Tutti i ragazzi che in quelle settimane avevo conosciuto in clinica, anche quelli con cui avevo scambiato poche parole, mi avevano raccontato di tutta la loro storia, Damiano no. Io sapevo del perché lui fosse in clinica solo grazie ai miei amici, e lui dal canto suo, aveva chiesto solo che problema avessi senza approfondire troppo la questione. Questa cosa mi piacque. Mi piaceva ascoltare le storie di altri, ma ogni tanto focalizzarsi su altro mi faceva bene. La persona più strana e problematica tra tutte mi stava facendo sentire più sana di quanto non fossi.

Per i primi minuti di conversazione non facevo altro che contare tutte le volte che sorseggiava dalla cannuccia o che sbatteva le ciglia, poi smisi per distrazione.

Scoprii molte cose di quel ragazzo in quella piacevole conversazione.

Scoprii che aveva vent'anni, solo due in più a me, che la sua vita non era solo sesso, droga e rock and roll, aveva tantissimi interessi. Adorava cavalcare, aveva un cavallo che considerava il suo migliore amico, aveva provato ad iscriversi all'università di lettere fallendo miseramente a causa dei suoi problemi con la droga, sapeva suonare pianoforte e chitarra. Gli raccontai della mia passione per la lettura, per le foto e per i viaggi, scoprimmo di aver visitato tantissimi posti in comune per cui commentavamo varie cose che avevamo visto.

Riuscii ad intuire come la droga avesse lasciato intatto il suo aspetto ma avesse distrutto la sua vita dal fatto che quando parlava di qualcosa che gli piaceva fare e a cui si era dedicato per molto tempo finiva il racconto con "E poi è arrivata lei...la mia signorina", così la chiamava. La sua signorina, una signorina un po' maleducata, un po' aggressiva, gli aveva preso tutto. Da un lato mi inteneriva, dall'altro sapevo che era stato lui a scegliere questa strada.
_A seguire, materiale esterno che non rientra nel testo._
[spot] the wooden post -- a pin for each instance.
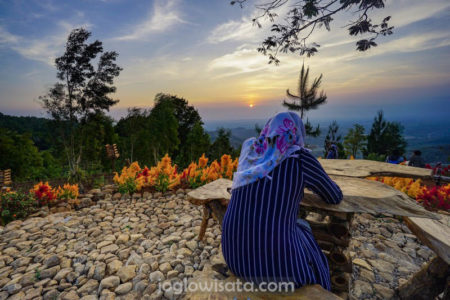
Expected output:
(206, 215)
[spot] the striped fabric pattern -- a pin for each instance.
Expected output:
(261, 240)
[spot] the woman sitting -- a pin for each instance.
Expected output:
(262, 240)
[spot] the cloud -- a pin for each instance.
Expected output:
(7, 37)
(164, 16)
(42, 49)
(233, 30)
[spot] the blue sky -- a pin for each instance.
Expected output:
(205, 51)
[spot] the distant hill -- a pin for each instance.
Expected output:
(432, 138)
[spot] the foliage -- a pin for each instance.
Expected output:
(385, 137)
(432, 198)
(333, 137)
(38, 128)
(164, 176)
(307, 97)
(221, 144)
(18, 153)
(444, 170)
(68, 193)
(355, 140)
(303, 17)
(376, 157)
(163, 128)
(83, 91)
(187, 117)
(126, 180)
(43, 193)
(133, 131)
(15, 205)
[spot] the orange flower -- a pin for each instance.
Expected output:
(202, 161)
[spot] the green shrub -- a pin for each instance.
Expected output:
(15, 205)
(128, 187)
(162, 183)
(377, 157)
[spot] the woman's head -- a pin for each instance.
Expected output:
(282, 131)
(281, 136)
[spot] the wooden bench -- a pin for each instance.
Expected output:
(333, 236)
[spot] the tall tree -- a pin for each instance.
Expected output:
(307, 97)
(187, 116)
(221, 145)
(83, 89)
(303, 17)
(355, 140)
(133, 130)
(163, 129)
(385, 137)
(197, 142)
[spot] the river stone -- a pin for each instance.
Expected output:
(123, 288)
(126, 273)
(156, 276)
(52, 261)
(110, 282)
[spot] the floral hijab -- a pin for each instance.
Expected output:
(281, 136)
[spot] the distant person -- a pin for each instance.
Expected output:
(395, 157)
(262, 239)
(416, 160)
(333, 152)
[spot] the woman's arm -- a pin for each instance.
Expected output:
(318, 181)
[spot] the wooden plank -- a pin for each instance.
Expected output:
(433, 233)
(364, 168)
(368, 196)
(360, 195)
(308, 292)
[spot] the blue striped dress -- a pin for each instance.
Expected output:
(261, 239)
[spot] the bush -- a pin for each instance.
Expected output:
(15, 205)
(376, 157)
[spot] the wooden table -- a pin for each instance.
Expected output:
(433, 278)
(360, 196)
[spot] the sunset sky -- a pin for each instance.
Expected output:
(205, 51)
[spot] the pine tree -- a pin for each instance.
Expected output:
(306, 99)
(355, 140)
(307, 96)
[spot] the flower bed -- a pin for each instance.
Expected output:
(431, 197)
(17, 205)
(164, 176)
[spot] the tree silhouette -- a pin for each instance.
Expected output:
(306, 99)
(333, 138)
(303, 17)
(385, 137)
(307, 96)
(355, 140)
(82, 91)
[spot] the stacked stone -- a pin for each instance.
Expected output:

La sua signorina l'aveva ammaliato, come il canto di una sirena, e lui c'era cascato dentro con tutte le scarpe. 

 

Parlammo molto anche d'amore. Gli raccontai di non aver mai avuto una storia, e lui a sua volta mi raccontò di esser stato fidanzato per più di un anno senza approfondire troppo la questione. Pensai alla sofferenza di quella ragazza, combattuta tra un ragazzo così bello e buono e allo stesso tempo un mostro.

 

"La mia birra è finita, sarà meglio che vada..." gli dissi. La mia birra era finita da almeno mezz'ora in realtà, ma speravo non se ne fosse accorto.

 

"Ti prego resta, te ne offro un'altra. E' da tempo che non chiacchiero con qualcuno"

 

Per qualche assurdo motivo decisi di restare li a conversare con lui. Non so bene perché e cosa mi convinse, ma non me ne pentii. Man mano che le conversazioni andavano avanti trovavamo sempre nuovi spunti, era impossibile fermarsi. Mi chiesi se fosse così a causa del suo silenzio perenne con gli altri o se fosse causato dalle cose che avevamo in comune, in ogni caso fu un vero piacere.

Mai avrei voluto interrompere, ma in un batter d'occhio furono le dieci ed ebbi il timore di sforare il coprifuoco per cui lo invitai a tornare in centro. Mi offrì un passaggio con il suo accompagnatore, ma rifiutai, prendere i mezzi pubblici mi faceva sentire viva e normale, avevo bisogno di questo.

 

E così ci salutammo, non sapendo che ci saremo rivisti dopo poco tempo.